Relativismo opportunista

    Il profumo di destra storica si perde dunque completamente e rimane l'odore comune a tutte le cucine elettorali, ove si cerca di trasformare il più possibile la manifestazione di volontà del corpo elettorale, dando ad essa delle risultanti assolutamente inaspettate.

    Ma mentre di solito, i politici saggi creano l'anomalia delle risultanze col metodo di esecuzione delle elezioni, i politici nuovissimi, seguendo gli antichi metodi, non faranno che realizzare un principio salito alla consacrazione legislativa; per essi, il distacco fra volontà ed espressione parlamentare della volontà, da sistema pratico teoricamente sconfessato, diventerà sistema teorico proclamato.





    Non c'é nulla di più politicamente ingenuo di questa professione di opportunismo, ammantato di dottrina alla buona, che la relazione si compiace di mettere in evidenza.

    "Tutti i pubblici istituti, specialmente le leggi elettorali, non sorsero nelle menti dei legislatori per ispirazione o teoremi, bensì per rispondere alla necessità dei tempi".
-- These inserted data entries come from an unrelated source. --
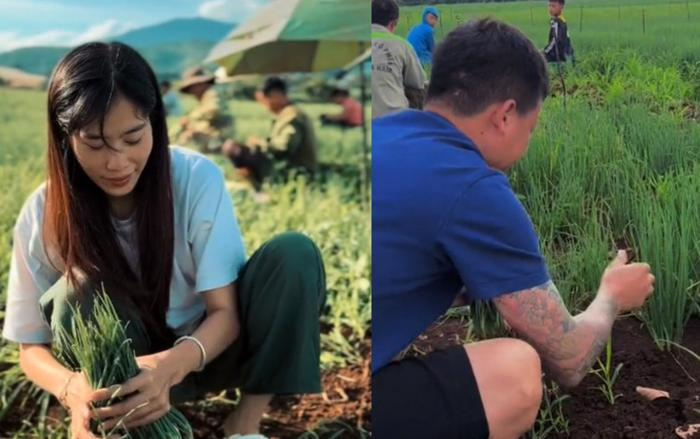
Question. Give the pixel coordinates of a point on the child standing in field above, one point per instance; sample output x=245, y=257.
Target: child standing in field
x=559, y=48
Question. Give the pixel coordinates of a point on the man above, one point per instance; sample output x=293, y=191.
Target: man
x=445, y=217
x=171, y=102
x=350, y=117
x=559, y=48
x=209, y=124
x=291, y=140
x=396, y=71
x=422, y=36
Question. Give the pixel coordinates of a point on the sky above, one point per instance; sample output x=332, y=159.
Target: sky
x=26, y=23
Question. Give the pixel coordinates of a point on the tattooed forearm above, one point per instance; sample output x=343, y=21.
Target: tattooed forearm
x=567, y=345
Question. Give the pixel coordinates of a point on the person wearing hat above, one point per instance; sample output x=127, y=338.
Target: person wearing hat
x=291, y=139
x=350, y=117
x=171, y=102
x=422, y=36
x=209, y=124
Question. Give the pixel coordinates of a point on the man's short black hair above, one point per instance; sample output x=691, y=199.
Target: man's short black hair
x=274, y=83
x=384, y=12
x=487, y=61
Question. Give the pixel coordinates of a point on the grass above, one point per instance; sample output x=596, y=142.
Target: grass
x=551, y=418
x=343, y=237
x=608, y=375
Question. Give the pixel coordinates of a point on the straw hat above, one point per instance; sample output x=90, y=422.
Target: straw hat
x=192, y=76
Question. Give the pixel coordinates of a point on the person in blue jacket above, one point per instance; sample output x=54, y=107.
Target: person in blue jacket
x=422, y=36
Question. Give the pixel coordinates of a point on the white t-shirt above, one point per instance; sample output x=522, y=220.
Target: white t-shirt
x=208, y=250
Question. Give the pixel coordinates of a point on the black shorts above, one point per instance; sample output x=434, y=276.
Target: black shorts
x=435, y=396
    Rispunta il relativismo politico che Mussolini affermò, desumendolo agilmente dalle correnti filosofiche moderne concentrate in articoli tilgheriani.

    Con lo stesso principio il fascismo, erede in ciò del nazionalismo, credette di poter far servire come pedina nel suo semplice gioco l'autorità della chiesa, per i suoi fini di politica interna, ma non sembra abbia avuto troppo successo, e ancora amaramente se ne cruccia.

    L'opportunismo politico sistematizzato dall'uomo di governo si traduce in una confessione di incapacità a comprendere le esigenze, sia pure momentanee e passionali, della maggioranza, che le minoranze debbono appunto seguire indirizzandole insensibilmente ai loro fini secondo una linea di condotta complessa e duratura.

     Giolitti, simbolo dell'opportunismo, non può che sorridere di queste teorizzazioni, né si é mai sognato di giustificare con ragioni di opportunità l'istituzione del suffragio universale.

Per l'allegria degli italiani

    Fra due constatazioni dubbiamente elogiative, di una affermazione teorica presuntuosa e non realizzata, e di un principio machiavellico nel senso più vano della parola, troppo grave può apparire la mia critica al progetto Acerbo, e forse anche preconcetta, per quanto si tratti di constatazioni facili, per le quali non occorre che una certa attenzione paziente.

    Ma non voglio togliere alla politica elettorale fascista i suoi meriti, e debbo riconoscere che una certa abilità si deve riconoscere agli ideatori del progetto, se essi hanno saputo, accordando la proporzionale per le minoranze, di creare una sicura salvaguardia per le aspirazioni di tranquillità dell'energetico governo attuale.





    Stabilito il sistema maggioritario, ossia ottenuta la realizzazione più perfetta della Camera come Consulta Aulica e, se si vuole, come Consiglio Comunale, la logica del sistema imporrebbe l'applicazione della minoranza unica.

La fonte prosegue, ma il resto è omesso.